Archaeological evidence has shown that the use of coal was commonplace by 3400 BC. Man was quick to discover that it produces more heat and energy per weight and volume than wood, therefore, it became essential for the smelting of iron and metalworking. At first, coal on or near the surface was used but deep mining soon became necessary. It was a widely traded commodity throughout Britain and Europe by the 2nd century AD.
It was coal that would be used to power the new steam engines that changed manufacturing forever and started what would become known as the Industrial revolution. This was because coal was a more energy efficient fuel than wood and it was cheaper to produce and transport. It was soon used in homes and factories to produce steam heat, as well as the steam engines in trains and ships. It truly was the natural resource that helped shape the world we now live in.

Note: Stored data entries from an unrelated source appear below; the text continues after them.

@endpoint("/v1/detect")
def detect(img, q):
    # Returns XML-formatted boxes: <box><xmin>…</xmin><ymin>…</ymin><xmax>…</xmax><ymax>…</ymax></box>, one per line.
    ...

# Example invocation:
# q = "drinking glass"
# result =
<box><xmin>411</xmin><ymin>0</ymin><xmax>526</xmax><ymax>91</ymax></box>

It was electricity that would see to the demise of the steam engine but it was coal that was used to heat the boilers and make steam that turned the turbines which spun the generators in electric production. Alternative power sources such as, electrical, oil and natural gas replaced coal for heating in most home and factories but even today coal is still a cost efficient way to produce electricity. It accounts for ¼ of electricity production and is expected to account for 1/3rd by 2020. As of today, no better material or alternative has been found in forging and smelting of metals. However, there is great pressure on industries today to find a less polluting energy sources than coal and petroleum for they have had a terrible impact on the environment and the atmosphere. Fortunately, cleaner ways to burn coal are being developed, ensuring its used well in the future.